I assumed that finding the total number of combinations would be easier if I partition the space by total number of marbles drawn {10,11,...,28} and then count the combinations for each. However the generic stars / bars solution doesn't apply since the restriction on each bin is 0=<Bi<=10 and least one bin has exactly 10. I looked at various solutions involving restrictions and generatic functions but can't quite find the right one.
In addition to the above restrictions every time we draw a marble there is a 1/5 chance to draw 2 marbles instead and place them in one bin.
There is 1/10 chance to draw 3 marbles and place each in a different bin, this is in addition to #2, ie. #2 can happen, #3 can and 2 and 3 can ie. 2/100 chance to draw 6 balls and place 2 in each bin.
(Edit) Some clarifications:
A: I'm looking for the chance that we drew exactly 10,11... or 28 times for the base case, eg. there are exactly 3 ways to have drawn 10 times. So the order in which the bins are filled does matter here.
B: As to #2, #3 as I mentioned in A the order in which the bins are filled matters since I'm looking at the distribution of the various sums.

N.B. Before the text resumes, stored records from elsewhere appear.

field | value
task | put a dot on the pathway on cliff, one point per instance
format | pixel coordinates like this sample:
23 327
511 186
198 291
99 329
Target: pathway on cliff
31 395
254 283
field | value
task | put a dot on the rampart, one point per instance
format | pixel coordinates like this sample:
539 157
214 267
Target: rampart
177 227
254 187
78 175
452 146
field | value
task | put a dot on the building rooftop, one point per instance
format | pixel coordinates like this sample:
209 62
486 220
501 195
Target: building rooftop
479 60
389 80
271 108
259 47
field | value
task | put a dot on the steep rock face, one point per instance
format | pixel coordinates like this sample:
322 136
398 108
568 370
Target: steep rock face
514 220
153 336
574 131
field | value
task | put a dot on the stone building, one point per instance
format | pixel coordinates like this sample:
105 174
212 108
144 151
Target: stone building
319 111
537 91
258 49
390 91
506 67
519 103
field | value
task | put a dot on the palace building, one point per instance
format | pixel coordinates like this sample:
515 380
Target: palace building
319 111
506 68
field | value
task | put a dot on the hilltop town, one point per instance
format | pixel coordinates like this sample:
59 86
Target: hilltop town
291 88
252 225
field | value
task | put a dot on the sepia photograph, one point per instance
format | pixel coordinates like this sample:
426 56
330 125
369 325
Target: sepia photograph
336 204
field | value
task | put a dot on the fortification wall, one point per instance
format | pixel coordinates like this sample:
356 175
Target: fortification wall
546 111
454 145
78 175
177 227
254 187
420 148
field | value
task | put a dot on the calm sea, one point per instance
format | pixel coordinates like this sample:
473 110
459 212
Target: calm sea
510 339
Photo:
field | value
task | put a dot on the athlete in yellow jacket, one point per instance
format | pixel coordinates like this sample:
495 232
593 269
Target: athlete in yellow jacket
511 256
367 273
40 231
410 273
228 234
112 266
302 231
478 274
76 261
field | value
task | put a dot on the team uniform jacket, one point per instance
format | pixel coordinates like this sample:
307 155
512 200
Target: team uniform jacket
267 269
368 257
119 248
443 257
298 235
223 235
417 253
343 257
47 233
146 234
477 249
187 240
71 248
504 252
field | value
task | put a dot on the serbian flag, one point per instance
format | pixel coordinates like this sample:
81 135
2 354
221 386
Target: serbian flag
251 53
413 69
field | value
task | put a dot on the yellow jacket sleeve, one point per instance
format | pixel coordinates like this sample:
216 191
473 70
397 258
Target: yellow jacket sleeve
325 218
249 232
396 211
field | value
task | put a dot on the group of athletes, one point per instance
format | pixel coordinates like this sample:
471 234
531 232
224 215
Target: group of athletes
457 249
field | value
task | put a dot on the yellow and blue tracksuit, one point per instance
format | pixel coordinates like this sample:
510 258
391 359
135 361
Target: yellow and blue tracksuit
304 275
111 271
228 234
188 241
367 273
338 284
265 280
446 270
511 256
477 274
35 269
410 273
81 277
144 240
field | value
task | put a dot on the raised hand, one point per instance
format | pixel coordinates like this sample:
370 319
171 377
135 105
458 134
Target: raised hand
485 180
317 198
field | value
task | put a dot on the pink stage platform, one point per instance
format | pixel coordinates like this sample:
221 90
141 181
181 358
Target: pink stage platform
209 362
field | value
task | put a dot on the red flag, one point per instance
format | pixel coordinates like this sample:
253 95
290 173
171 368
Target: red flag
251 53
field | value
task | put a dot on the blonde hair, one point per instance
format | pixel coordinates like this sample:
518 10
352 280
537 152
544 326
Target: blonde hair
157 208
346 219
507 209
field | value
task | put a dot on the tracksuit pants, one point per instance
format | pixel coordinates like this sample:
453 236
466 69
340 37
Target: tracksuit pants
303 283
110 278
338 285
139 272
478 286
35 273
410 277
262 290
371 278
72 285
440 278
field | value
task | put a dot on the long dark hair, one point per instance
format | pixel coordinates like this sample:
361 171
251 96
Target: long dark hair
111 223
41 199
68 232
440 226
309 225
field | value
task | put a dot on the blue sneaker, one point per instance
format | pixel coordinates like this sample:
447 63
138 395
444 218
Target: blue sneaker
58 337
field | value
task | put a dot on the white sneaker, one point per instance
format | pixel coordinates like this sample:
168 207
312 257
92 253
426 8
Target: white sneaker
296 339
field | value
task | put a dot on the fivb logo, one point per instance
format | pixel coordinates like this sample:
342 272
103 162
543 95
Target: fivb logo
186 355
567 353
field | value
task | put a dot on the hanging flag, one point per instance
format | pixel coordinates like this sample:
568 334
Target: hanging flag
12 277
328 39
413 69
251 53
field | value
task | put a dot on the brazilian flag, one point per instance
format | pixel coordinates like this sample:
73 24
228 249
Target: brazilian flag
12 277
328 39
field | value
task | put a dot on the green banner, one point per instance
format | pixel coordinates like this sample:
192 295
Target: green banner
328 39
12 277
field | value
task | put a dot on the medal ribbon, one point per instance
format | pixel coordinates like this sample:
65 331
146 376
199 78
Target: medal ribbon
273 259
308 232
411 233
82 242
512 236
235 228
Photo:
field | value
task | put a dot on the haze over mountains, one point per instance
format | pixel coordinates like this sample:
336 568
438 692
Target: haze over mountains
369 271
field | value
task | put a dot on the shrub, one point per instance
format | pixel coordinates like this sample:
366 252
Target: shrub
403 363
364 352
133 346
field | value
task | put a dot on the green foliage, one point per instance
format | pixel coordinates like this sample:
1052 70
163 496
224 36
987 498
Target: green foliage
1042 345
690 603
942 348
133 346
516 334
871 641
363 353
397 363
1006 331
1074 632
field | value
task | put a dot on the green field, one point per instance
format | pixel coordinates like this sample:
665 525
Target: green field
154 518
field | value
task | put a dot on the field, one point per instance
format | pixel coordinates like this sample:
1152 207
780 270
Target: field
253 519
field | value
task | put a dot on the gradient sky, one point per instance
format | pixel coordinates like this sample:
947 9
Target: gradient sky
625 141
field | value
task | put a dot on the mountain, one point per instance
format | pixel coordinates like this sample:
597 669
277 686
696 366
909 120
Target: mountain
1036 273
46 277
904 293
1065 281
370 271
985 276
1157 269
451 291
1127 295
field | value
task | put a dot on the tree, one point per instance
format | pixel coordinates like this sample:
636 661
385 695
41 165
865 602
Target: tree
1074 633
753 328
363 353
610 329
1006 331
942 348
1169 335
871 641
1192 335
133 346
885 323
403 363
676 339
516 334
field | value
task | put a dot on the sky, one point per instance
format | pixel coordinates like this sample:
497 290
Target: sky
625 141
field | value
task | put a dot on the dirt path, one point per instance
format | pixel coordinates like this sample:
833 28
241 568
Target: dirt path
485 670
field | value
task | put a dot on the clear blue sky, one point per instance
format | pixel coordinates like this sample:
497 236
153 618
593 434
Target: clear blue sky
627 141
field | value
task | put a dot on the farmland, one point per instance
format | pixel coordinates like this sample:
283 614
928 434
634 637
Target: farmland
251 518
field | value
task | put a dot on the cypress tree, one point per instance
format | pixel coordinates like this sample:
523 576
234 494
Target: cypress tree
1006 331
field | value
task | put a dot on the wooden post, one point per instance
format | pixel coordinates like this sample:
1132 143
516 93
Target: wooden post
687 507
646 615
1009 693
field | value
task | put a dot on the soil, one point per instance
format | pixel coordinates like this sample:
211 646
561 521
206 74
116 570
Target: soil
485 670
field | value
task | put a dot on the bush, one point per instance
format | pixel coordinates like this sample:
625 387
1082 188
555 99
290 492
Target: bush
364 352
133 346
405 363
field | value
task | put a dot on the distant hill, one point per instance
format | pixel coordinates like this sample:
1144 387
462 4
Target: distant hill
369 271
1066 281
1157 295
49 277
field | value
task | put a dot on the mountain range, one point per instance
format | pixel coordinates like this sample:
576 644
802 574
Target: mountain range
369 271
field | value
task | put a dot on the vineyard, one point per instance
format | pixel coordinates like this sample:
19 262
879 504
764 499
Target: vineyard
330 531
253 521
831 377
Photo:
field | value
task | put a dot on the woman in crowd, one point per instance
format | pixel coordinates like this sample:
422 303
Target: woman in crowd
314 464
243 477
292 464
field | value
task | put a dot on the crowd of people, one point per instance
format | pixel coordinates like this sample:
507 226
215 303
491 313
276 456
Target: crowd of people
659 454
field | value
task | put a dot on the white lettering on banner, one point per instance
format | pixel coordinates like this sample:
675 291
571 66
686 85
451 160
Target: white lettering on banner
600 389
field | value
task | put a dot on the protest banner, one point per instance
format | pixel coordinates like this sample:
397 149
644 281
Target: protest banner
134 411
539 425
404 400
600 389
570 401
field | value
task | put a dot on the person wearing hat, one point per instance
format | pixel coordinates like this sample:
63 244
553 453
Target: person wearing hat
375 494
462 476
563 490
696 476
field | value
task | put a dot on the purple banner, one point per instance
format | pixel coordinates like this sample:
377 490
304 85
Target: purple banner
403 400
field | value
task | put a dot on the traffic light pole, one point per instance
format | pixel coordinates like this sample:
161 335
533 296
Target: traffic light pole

The bins overflow (ie. if you have 9 and place 2 you still have 10), and yes with #3 it's possible to have 10 marbles in all 3 bins (in the base case however that would be impossible since process stops when we reach 10 in any).
I guess an alternative way to describe the base case would be we have a 3 sided die (A,B,C), we roll a die until we have either 10 A's or 10 B's or 10 C's, what is the chance to have rolled 10 times, 11 times etc.
for #2 and #3, the die would be weighted with each side representing the combinations (we get 1 A, or we get 2 B's or we get ABC etc).